RECENTLY our Close to Home page carried an account of the tribulations of Alan Fisk of Poolesville, whose local zoning authorities have barred him from keeping a pet sheep named Buttercup at his home. Mr. Fisk may not know it, or find it very consoling if he does, but he is part of a distinguished company of pet owners with zoning problems, some of them decidedly more offbeat than his.

For instance, consider Patty Fairchild, a Californian who spent the summer fighting an eviction notice served by zoning authorities upon her 27-inch-high horse. This (truly) 27-inch-high horse named Ragtime runs around Mrs. Fairchild's back yard and curls up in her living room -- she says -- to watch television. The neighbors say Ragtime is a farm animal and can't be kept in a suburban tract home. Mrs.

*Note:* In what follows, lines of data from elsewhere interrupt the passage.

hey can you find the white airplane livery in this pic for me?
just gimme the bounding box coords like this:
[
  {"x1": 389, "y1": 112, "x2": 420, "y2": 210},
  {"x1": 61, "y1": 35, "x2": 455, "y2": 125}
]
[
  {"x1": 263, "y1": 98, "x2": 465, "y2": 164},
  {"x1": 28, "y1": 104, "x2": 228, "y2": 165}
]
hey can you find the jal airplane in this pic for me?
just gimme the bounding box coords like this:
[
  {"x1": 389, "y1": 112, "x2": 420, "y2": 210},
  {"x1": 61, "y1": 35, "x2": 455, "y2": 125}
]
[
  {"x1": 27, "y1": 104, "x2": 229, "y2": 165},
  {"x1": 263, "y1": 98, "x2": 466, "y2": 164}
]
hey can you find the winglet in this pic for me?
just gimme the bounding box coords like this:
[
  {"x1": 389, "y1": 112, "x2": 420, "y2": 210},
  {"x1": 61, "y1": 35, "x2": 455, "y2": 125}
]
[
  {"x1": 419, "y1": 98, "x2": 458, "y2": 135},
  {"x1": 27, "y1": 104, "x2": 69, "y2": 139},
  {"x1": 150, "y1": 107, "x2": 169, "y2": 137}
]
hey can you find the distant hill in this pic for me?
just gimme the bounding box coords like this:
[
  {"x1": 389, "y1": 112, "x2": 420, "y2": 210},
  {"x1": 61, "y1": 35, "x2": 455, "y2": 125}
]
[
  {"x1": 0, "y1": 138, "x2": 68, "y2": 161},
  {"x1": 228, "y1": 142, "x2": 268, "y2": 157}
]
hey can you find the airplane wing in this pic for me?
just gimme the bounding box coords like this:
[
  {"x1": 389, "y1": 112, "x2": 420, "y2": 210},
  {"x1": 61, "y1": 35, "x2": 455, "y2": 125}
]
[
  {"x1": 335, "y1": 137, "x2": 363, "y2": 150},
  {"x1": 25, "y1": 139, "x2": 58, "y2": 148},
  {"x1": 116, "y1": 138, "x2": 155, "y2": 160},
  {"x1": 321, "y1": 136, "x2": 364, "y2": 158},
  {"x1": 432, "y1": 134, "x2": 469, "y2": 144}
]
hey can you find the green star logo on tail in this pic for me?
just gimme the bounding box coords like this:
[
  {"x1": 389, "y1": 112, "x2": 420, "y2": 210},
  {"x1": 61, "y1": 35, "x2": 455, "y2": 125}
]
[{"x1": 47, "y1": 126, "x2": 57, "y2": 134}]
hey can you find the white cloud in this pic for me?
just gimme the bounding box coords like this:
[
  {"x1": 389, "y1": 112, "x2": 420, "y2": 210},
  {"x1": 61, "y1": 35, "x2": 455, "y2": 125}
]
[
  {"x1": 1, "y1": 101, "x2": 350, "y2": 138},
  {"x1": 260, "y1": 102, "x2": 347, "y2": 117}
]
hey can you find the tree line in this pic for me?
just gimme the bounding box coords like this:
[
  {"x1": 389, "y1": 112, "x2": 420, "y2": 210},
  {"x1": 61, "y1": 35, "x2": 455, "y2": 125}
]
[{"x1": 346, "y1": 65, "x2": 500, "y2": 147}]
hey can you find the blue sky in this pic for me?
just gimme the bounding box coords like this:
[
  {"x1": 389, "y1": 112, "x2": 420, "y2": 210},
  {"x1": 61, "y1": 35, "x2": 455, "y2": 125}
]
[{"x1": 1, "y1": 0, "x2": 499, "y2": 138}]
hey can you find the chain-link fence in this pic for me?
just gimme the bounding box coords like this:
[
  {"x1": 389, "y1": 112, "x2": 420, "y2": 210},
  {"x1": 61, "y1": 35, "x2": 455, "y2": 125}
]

Fairchild retorts that Ragtime is smaller than some dogs, is clean, is quiet and is a pet. "She'll lose," sadly predicts Mary Culbertson of the American Miniature Horse Association, who had a similar problem herself a few years back. "People just can't get past the idea that it's a horse." Either that, or it just gives them the creeps.

It is not at all clear that enough people are getting the creeps with reference to this new boom in miniature-animal collecting, which encompasses, these days, not only horses and donkeys but also half-size rabbits, tiny chickens, pygmy goats and "Chinese water deer," which are around the size of a hefty cat. Only one problem with the deer, say experts. They don't grow antlers at that size. They grow fangs. Fangs? "I don't know why," says Mrs. Culbertson, of the horse association. "God did it, not me."

If down-breeding animals for kicks strikes you as a little decadent, you may prefer to think about the new Mexican "minicow," reported earlier this summer to be smaller than a large mastiff but capable of giving more than a gallon of milk a day. Full-size Brahmans weigh about six times that, and eat accordingly, but produce only half as much milk. Breeders predict a virtual agricultural revolution, especially in the Third World.

Amid all the excitement, we offer only one caution. What if someone down-breeding those little deer with fangs should inadvertently breed them back up, producing full-size fanged bucks? Didn't think of that, did they?